First I need to tell you, I am not someone who eats all organic all the time. I realize that until we have better solutions, some growers will use pesticides to save their crops. And not everyone can grow (or buy,) organic. I know that not all pesticides are problematic, and more often it is over-reliance or over-use that is the problem. But I can also say this with some level of comfort because these pesticides are registered and regulated by our federal agencies, most importantly the EPA. Though, I have add that there is plenty of room for improvement! I’ve seen only a couple of applications for pesticide registration and I think even you would be surprised by the amount of missing information.
As the new administrator, I am sure you know the history of DDT, Silent Springand the emergence of the EPA. But did you know that some of the first pesticide regulations (pre-EPA) focused on “immediate” harm rather than long-term? Then the EPA began to require consideration of other “adverse” effects and environmental effects. Eventually DDT and similar pesticides were banned. Even so, we still live with their legacy. A recent study has linked DDE exposure at a young age (or even possibly in utero) with an increased incidence of breast cancer in women.
While it would be nice to be able to say “of course, we know so much more now, that can’t happen again.” That there won’t be another DDT. My students know that some day in their life-time there will be another DDT. Maybe it won’t be a pesticide. Maybe it won’t accumulate in the environment. But, some new miracle chemical or maybe even gene product will have effects that could — without pressure by agencies like yours – cause the next generation to look back with disbelief, asking how could this happen?
Making new pesticides, safer pesticides is costly with all the hoops and testing that must be done. And we’ve learned so much from past mistakes. I haven’t read much about what your intentions are towards pesticide regulation and enforcement – but the cuts proposed in EPA’s budget and some of your past efforts seem like you might lean towards deregulation. If that is the case do you really honestly believe, that this current generation and their kids, will be better off without federal regulation of pesticides? I would love to believe that industry would regulate itself – but they haven’t a good track record for self-regulation.We can learn from past mistakes, but then we have to apply what we learn. If you have some examples that show otherwise, I would love to share them with my class.

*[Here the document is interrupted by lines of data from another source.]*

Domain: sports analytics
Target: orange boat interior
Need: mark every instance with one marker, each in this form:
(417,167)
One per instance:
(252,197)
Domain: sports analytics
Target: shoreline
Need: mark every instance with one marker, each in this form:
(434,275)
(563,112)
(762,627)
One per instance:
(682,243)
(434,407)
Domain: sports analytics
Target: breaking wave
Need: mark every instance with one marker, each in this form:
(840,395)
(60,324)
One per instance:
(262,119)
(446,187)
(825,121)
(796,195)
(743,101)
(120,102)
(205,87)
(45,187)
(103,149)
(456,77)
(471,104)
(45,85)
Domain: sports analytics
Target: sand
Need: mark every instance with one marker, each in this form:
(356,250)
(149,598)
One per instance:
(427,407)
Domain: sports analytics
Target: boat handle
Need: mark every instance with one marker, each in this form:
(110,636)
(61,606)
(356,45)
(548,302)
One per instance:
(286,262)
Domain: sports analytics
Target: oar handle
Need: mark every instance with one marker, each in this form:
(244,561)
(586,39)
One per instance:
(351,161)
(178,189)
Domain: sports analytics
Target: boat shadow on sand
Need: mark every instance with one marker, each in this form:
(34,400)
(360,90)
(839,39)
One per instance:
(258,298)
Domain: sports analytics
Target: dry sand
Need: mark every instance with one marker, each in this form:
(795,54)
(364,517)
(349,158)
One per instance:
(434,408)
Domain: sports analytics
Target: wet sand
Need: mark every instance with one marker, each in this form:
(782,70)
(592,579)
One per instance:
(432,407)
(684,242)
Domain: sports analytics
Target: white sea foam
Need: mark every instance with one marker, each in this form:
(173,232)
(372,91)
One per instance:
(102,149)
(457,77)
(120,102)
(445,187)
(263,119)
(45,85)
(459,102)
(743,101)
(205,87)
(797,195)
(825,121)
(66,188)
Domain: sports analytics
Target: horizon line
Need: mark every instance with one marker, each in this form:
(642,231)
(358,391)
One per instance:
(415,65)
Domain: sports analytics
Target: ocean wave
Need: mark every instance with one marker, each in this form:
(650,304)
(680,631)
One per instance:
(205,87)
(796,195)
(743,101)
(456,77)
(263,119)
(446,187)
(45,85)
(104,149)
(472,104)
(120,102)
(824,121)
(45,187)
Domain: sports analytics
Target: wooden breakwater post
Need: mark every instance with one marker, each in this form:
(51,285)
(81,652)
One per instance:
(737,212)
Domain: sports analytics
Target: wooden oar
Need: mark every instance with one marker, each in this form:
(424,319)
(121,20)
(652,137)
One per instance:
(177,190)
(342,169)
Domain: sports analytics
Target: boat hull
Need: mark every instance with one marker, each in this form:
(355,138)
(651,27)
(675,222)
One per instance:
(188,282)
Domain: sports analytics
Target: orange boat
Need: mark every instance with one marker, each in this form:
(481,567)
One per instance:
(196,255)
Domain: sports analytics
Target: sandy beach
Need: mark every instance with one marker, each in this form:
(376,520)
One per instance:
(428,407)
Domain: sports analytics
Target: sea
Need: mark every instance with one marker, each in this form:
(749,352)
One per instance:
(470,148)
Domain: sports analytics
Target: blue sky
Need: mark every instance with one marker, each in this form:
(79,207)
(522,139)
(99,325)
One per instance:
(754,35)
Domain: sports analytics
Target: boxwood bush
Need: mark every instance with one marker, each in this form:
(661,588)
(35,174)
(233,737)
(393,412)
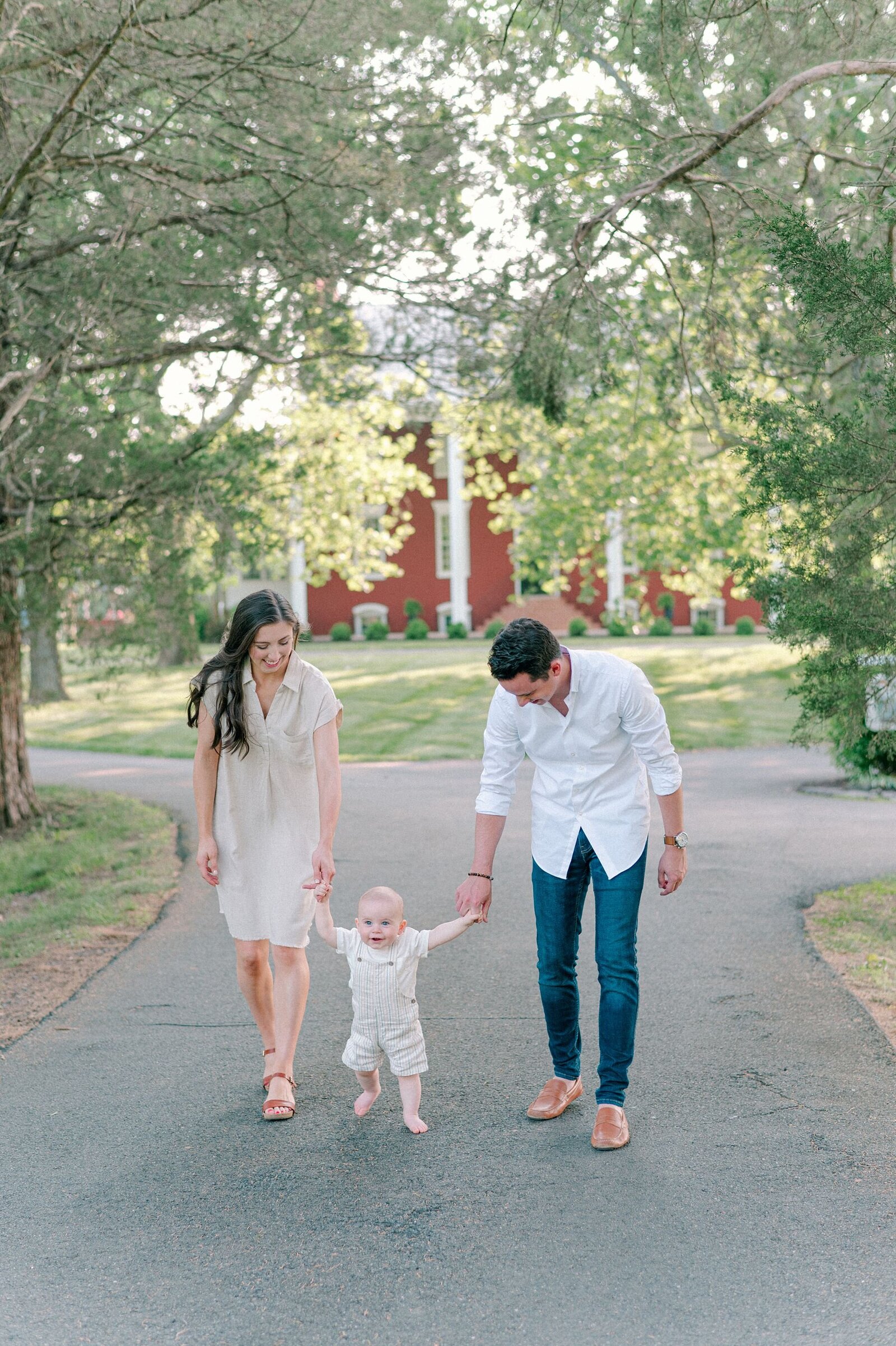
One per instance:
(666,605)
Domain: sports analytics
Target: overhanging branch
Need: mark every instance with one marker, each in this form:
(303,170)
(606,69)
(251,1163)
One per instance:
(719,141)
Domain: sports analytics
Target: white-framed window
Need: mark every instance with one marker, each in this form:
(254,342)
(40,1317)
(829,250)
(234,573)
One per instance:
(439,457)
(373,513)
(443,540)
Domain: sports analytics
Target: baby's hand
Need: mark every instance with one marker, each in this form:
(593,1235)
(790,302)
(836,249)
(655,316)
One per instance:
(322,890)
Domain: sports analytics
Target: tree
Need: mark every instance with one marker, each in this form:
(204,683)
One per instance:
(824,471)
(179,179)
(633,150)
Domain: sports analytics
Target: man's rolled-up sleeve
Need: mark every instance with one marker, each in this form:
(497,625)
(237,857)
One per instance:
(643,721)
(501,758)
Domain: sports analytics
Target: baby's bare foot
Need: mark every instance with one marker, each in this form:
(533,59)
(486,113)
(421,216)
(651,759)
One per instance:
(365,1101)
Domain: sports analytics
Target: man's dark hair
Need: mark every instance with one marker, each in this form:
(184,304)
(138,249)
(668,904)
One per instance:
(524,647)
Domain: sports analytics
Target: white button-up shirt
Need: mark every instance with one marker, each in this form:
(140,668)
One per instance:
(591,765)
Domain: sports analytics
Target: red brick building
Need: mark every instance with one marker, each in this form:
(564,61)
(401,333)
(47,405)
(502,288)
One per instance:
(486,588)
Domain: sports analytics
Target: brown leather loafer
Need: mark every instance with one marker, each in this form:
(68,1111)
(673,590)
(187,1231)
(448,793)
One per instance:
(611,1130)
(554,1099)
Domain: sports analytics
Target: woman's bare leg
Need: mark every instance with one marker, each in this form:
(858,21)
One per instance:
(410,1092)
(290,998)
(256,983)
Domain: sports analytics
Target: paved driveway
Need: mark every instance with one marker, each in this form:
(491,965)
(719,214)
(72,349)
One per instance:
(146,1202)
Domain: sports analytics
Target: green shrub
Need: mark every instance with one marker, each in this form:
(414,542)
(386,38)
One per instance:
(868,758)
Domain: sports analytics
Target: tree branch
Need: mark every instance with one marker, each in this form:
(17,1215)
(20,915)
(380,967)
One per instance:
(717,142)
(8,191)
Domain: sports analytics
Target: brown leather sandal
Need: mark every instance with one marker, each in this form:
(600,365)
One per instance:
(268,1114)
(267,1051)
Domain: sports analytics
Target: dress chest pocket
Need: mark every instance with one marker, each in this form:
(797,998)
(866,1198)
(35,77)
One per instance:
(295,746)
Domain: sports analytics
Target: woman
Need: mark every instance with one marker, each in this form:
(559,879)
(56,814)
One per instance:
(267,785)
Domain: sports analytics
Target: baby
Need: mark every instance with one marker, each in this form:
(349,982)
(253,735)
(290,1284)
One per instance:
(382,954)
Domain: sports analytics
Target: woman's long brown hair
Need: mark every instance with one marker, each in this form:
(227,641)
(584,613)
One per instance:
(263,609)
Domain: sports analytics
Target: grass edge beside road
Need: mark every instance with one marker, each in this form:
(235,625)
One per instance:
(76,889)
(855,932)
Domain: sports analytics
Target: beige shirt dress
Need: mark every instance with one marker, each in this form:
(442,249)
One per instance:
(267,821)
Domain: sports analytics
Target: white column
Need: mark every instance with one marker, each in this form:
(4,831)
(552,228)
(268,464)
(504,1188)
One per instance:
(298,586)
(459,527)
(615,563)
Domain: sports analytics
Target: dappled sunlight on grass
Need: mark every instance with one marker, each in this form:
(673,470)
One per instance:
(424,702)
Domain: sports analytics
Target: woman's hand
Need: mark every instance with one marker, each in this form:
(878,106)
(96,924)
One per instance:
(208,861)
(322,867)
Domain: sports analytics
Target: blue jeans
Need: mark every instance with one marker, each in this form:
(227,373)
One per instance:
(559,906)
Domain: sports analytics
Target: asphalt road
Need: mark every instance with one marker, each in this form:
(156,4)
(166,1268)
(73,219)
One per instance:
(147,1202)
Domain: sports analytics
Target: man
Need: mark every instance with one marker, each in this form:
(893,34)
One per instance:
(595,730)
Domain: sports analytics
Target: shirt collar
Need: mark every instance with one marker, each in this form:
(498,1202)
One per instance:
(573,671)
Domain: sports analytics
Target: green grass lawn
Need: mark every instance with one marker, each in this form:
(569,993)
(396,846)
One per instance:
(856,931)
(422,702)
(91,861)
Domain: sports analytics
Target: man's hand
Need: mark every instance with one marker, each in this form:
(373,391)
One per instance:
(208,861)
(474,895)
(673,867)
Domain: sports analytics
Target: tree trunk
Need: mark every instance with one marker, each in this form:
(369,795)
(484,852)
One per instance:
(18,798)
(44,621)
(172,590)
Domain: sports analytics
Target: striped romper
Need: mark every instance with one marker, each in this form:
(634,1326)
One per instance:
(382,997)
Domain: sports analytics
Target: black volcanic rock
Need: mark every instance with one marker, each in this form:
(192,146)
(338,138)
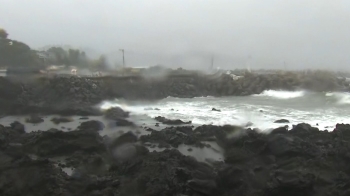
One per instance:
(282,121)
(91,125)
(170,121)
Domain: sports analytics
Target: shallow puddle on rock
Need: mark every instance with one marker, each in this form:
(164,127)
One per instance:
(200,154)
(68,170)
(110,129)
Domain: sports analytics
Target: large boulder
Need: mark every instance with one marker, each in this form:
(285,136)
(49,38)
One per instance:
(116,113)
(170,121)
(58,143)
(91,125)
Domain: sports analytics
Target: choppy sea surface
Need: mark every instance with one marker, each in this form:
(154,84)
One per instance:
(322,110)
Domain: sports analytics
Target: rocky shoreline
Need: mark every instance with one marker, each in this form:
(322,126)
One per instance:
(70,95)
(302,161)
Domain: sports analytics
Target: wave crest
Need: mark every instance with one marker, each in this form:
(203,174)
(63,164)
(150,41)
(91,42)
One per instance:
(279,94)
(341,97)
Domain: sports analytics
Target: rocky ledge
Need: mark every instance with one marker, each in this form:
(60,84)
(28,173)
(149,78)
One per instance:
(76,95)
(302,161)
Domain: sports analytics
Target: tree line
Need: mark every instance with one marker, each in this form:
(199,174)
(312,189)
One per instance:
(17,54)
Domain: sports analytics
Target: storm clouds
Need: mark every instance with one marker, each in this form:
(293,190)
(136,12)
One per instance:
(289,34)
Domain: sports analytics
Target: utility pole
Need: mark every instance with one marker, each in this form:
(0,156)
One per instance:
(122,50)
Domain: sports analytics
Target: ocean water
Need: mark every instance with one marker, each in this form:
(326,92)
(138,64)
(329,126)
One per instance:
(322,110)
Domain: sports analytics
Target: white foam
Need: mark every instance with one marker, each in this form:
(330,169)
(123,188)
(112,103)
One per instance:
(282,94)
(236,111)
(341,97)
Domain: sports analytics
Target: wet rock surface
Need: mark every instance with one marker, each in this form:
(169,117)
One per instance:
(74,95)
(58,120)
(282,121)
(115,113)
(92,125)
(171,121)
(35,119)
(302,161)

By their very nature, there will always be things we don’t know about new products. The qualities that make them useful is often their novel activity (nanochemicals are a great example of that.) Look, in the beginning, no one knew DDT would hang around for decades. Or that humans would end up with more DDT in their bodies than was permitted in the food they ate. Or that it might cause breast cancer decades later. But had producers been pushed to ask some of these questions – we might be free of these chemicals today, rather than having molecules produced over half a century ago still jiggling around in our love handles and muffin tops.
Your family as well as mine and this current generation of college kids are all better off today than in the days before the EPA. This is thanks in large part, to your predecessors and all those who now work for you. Let’s move forward together, rather than backwards.